Don’t mistake me. There is a lot of upbeat silliness in the book, but the reader always feels an impatience that borders on desperation, even during very young concert pranks and other youthful fun. When the tone shifts mid-book, we really begin to feel the longing and even sadness of the author’s life experience.
I recommend this read to everyone. It reads like an easy novel, and might even appeal to the mature members of the younger crowd.
| By | (United States) - See all my reviews |
My wife bought this book because she loves to read about the sixties. She asked me to read it also, explaining I’d like it because it wasn’t cheesy, which is my main complaint with what I call “groupie books.” I have to admit, this is an accurate, fun, and touching account of the author’s experience.
Our granddaughter, age 16, stayed with us over Easter weekend. My wife encouraged her to read Blue Jean Baby. Here’s where the revenge comes in. Jenn was amazed at what a different life we baby boomers lived during our teen years. “You had to use pay phones?! No way!” “Guys moved out of the country to avoid going into the army?! No way!” “Girls couldn’t get birth control?! No way!” “Her mom could make her do that?! No way!” and so forth.

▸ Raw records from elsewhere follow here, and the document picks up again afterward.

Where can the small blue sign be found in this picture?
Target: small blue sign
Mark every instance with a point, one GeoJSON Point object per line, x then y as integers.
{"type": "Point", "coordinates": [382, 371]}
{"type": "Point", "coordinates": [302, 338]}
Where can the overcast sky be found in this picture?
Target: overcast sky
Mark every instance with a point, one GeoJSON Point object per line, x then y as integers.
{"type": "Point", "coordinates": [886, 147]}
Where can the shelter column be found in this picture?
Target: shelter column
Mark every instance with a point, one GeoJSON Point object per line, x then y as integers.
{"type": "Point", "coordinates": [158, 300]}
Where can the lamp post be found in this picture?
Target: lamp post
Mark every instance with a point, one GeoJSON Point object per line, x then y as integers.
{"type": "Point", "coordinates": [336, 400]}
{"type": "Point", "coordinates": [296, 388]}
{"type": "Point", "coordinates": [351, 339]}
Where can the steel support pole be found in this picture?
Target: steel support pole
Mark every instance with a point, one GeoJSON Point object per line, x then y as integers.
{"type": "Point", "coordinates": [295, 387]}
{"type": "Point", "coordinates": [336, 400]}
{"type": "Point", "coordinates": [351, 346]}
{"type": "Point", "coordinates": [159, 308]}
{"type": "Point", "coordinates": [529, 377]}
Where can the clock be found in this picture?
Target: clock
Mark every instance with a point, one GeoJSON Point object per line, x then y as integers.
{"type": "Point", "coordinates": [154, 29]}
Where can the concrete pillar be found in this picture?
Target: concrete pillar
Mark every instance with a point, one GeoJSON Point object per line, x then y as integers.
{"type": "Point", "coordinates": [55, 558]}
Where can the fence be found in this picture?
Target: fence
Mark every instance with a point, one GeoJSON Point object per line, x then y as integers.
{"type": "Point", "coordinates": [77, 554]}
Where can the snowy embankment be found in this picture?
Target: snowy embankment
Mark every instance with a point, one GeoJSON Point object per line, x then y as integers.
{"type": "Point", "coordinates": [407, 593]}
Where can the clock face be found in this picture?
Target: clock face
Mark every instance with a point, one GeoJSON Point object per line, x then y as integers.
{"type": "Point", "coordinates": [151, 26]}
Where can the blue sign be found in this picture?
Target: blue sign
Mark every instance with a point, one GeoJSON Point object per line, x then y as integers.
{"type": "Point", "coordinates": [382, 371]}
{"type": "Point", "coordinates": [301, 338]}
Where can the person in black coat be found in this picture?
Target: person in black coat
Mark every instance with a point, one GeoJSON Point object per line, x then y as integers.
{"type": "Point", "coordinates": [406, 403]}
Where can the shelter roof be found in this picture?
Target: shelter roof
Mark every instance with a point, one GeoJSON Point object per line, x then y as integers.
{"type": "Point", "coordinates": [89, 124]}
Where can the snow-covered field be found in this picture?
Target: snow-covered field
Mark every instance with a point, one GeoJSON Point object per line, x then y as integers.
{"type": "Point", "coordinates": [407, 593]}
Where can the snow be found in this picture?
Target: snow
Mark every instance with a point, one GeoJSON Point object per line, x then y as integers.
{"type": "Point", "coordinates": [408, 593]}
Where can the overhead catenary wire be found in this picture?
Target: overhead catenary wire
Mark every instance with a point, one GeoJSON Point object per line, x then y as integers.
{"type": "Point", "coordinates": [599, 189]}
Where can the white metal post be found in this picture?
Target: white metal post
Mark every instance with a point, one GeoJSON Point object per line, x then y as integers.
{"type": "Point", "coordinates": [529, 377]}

Yes Jenn, and other modern teens, we really did struggle along without the modern conveniences, and yes, our parents could make our lives a living hell. The world was in a police state known as Vietnam, and the soldiers didn’t receive special treatment, they were called baby-killers. Girls who had sex before marriage were considered cheap. Music was recorded on vinyl. Parents really could hit their kids, and on and on.
I won’t take up any more space with this. I hope you other baby boomers get the idea and, after reading this book yourselves, pass it on to children and grandchildren. Reliving the reality of the sixties can be a humbling experience.